ISB currently hosts 12 research groups with expertise ranging across genetics, microbial genetics, complex molecular machines, macromolecular complexes, gene regulatory networks, immunology, molecular and cell biology, cancer biology, genomics, proteomics, protein chemistry, computational biology and biotechnology. The ISB website lists 985 peer-reviewed publications for the years 2000 through early 2012.

In late 2005, ISB began to emphasize the application of systems biology to P4 medicine (predictive, preventive, personalized, participatory), i.e. the development of techniques for predicting and preventing disease, possibly before patients even know they are sick. The P4 Medicine institute was co-founded in 2010 by ISB and Ohio State University.

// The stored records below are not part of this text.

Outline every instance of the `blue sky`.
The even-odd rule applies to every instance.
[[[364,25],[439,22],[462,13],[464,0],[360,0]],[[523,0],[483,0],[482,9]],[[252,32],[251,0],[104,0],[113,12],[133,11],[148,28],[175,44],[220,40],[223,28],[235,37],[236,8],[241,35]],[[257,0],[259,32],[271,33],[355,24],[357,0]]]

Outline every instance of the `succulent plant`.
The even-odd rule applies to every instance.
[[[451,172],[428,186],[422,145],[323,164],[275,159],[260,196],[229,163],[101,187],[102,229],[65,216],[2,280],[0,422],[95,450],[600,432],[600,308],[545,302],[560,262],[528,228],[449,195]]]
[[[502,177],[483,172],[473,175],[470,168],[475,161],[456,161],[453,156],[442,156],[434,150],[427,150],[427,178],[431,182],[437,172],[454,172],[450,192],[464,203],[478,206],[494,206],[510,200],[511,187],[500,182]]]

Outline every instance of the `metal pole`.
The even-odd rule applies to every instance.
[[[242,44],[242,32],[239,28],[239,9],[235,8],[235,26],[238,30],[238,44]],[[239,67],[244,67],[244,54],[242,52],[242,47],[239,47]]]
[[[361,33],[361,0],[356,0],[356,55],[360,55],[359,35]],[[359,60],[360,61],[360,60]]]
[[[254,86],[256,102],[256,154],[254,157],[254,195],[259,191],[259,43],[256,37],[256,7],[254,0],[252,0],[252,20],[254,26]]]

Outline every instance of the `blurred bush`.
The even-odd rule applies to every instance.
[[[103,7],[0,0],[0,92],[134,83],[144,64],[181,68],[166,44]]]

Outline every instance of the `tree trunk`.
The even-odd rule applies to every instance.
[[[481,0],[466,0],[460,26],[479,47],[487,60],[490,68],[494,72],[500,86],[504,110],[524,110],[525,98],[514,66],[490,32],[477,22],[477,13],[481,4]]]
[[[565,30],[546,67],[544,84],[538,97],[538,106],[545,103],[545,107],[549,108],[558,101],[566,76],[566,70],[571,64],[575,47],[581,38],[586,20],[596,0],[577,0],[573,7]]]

On December 21, 2012, President Obama awarded 12 scientists, including Dr. Leroy Hood, the National Medal of Science, which the highest honor given by the U.S. government to scientists, engineers and inventors.

In 2025 Dr. Mary Elizabeth Brunkow, a senior program manager at the ISB, was awarded the 2025 Nobel Prize in Physiology or Medicine for fundamental work in peripheral immune tolerance.

The Education and Outreach efforts of ISB include creating the Logan Center for Education whose mission is to enable educators to produce STEM literate students. ISB offers paid research internships for high school and undergraduate students, and offers advanced systems science courses throughout the year.

ISB partnered in several high-profile research projects, the most significant one thus far being with the Grand Duchy of Luxembourg to create the Center for Systems Biology Luxembourg and the Seattle Proteome Center.

ISB faculty members have launched several companies, including: Cytopeia (acquired by BD in 2008), Integrated Diagnostics, Macrogenics, NanoString Technologies, and Accelerator Corporation. Accelerator Corporation, in particular, is an investment company that provides venture capital funding and management for biotech startup companies. Its portfolio companies and graduates have focused on improved biotherapeutics, vaccines, biomarkers and other such products.